By Georgie Bright Kunkel
A new year, 2014, is upon us. No better time than now to contemplate the life we have lived and learn from our past. They say that if one does not learn from one’s mistakes one is sure to repeat them. But we no longer have a village sage to assist us in making decisions. The elders of the village community have been replaced by the gurus on the internet, some making sense and others spewing out garbage. To sort the wheat from the chaff, as they used to say, is a problem in our information society. Our lives are filled with advertising to convince us to buy this and buy that in order to be slimmer,
healthier, happier or whatever. Even medications that are riddled with side effects are advertised by young vigorous people on the screen who seem to have no fear of anything as the music lulls us away from the voice announcing the dangers of using this medication. Even though doctors prescribe, the medication costs more because it is advertised to the consumer on TV who is supposed to ask the doctor for a prescription.
My mother feared medicine and would never take any until she was told by her physician that she had high blood pressure. She went to the doctor for her checkup and he wondered why her blood pressure was still so high. He discovered that she was cutting all the pills in half because she feared taking them. I inherited this fear of overmedicating myself. I didn’t even start drinking or smoking because I didn’t want to become addicted. Just think how much money I have saved by not taking any medication except a .81 aspirin and never buying liquor or cigarettes. I never buy clothes retail. I never buy frozen pre-prepared meals. I never expect to buy another car. I never fly around the world anymore. My entertainment is going to the Open Mike comedy and Open Mike poetry which doesn’t cost me anything because I perform.
What do I see looking back at my life? They say everything happens for a reason so whatever I did must have prepared me for the next phase of my life. I hope that I have kept my promise never to gossip and never to over indulge in any way. Not sure that my chocolate craze counts. And I am taking my own advice in making new friends as my old friends disappear from the earth. And when someone says, “You don’t look a day over 75.” I take it as a compliment. I once sang the mother role in Amahl and the Night visitors when I was in my forties and got away with it.

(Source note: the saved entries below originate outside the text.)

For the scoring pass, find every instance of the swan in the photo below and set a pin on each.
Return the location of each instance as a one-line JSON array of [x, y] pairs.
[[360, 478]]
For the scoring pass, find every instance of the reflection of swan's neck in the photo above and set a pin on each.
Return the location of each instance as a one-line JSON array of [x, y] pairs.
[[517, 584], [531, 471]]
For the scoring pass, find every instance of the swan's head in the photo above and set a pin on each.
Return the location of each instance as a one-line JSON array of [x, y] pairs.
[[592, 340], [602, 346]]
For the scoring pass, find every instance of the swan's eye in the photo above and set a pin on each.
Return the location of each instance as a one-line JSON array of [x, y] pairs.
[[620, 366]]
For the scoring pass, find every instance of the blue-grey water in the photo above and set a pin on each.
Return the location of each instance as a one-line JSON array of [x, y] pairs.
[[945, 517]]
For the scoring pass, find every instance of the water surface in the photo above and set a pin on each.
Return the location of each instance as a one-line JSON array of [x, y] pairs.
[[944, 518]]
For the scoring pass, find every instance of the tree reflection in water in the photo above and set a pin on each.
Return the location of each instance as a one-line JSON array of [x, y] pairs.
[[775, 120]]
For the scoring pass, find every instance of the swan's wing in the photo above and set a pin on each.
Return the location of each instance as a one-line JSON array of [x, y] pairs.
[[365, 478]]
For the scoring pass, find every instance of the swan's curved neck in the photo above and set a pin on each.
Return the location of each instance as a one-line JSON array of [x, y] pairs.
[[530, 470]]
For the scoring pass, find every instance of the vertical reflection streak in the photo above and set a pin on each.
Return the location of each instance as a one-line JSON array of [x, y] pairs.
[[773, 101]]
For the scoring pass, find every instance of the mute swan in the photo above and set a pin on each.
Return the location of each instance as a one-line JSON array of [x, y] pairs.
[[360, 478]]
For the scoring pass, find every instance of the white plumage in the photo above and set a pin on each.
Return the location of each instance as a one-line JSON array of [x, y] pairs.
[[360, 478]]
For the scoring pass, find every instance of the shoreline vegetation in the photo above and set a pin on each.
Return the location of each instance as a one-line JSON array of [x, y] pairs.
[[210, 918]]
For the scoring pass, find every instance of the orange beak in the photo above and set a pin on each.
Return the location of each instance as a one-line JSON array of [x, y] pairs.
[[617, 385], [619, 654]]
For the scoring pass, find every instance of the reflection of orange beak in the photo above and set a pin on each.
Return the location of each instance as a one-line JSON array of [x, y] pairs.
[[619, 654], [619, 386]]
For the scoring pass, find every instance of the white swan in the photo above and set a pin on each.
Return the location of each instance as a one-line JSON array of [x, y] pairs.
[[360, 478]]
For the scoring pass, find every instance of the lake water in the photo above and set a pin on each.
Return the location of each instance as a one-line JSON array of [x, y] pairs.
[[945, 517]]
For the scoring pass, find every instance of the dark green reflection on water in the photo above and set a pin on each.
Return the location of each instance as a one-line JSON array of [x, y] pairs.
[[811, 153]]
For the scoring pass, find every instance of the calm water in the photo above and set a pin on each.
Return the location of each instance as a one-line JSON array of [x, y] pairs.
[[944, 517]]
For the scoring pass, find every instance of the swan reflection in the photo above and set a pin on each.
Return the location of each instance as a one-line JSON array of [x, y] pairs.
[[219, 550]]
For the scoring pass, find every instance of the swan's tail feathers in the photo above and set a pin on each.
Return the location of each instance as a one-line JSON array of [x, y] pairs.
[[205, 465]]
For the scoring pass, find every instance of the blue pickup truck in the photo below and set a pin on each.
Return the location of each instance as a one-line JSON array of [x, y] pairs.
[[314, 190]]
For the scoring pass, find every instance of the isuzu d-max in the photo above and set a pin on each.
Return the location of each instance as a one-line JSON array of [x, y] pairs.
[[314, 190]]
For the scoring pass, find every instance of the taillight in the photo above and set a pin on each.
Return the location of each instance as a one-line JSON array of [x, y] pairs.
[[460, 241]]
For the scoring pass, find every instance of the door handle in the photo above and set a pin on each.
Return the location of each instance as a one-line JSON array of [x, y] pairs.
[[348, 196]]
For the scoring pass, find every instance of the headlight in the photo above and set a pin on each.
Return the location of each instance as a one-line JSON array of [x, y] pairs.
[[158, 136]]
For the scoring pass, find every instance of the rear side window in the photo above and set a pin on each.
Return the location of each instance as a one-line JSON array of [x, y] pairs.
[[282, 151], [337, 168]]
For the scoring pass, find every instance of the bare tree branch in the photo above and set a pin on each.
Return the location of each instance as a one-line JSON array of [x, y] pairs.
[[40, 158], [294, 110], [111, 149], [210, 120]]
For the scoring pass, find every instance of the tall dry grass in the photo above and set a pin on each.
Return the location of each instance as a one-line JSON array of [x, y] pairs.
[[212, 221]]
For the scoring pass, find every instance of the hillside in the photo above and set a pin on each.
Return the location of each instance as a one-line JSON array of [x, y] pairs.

I play school teacher by telling stories to school children whenever I am asked. And I am breaking the mold which once shaped older women to sit on the sidelines. Don’t ever write me off, you hear? I am not only looking back but looking forward to all the things I haven’t yet accomplished. I am getting messages from my younger friends that they look to me for being a model of active aging. That’s what every age is supposed to do, be a beacon for anyone younger. Don’t be seduced by the airbrushed pictures in magazines of perfect beauty or the TV stars with a bevy of servants preparing them to face the camera. Being real is often under rated in our beauty culture.
So looking back I find that everything that I thought or did was preparing me for the next phase in my life. I am not finished even yet. There is much more to experience and much more to accomplish. Fortunately, only the memories that are important to my future remain clear to me. The other memories have faded away to be replaced by newer experiences. Life continues to amaze me and I love it.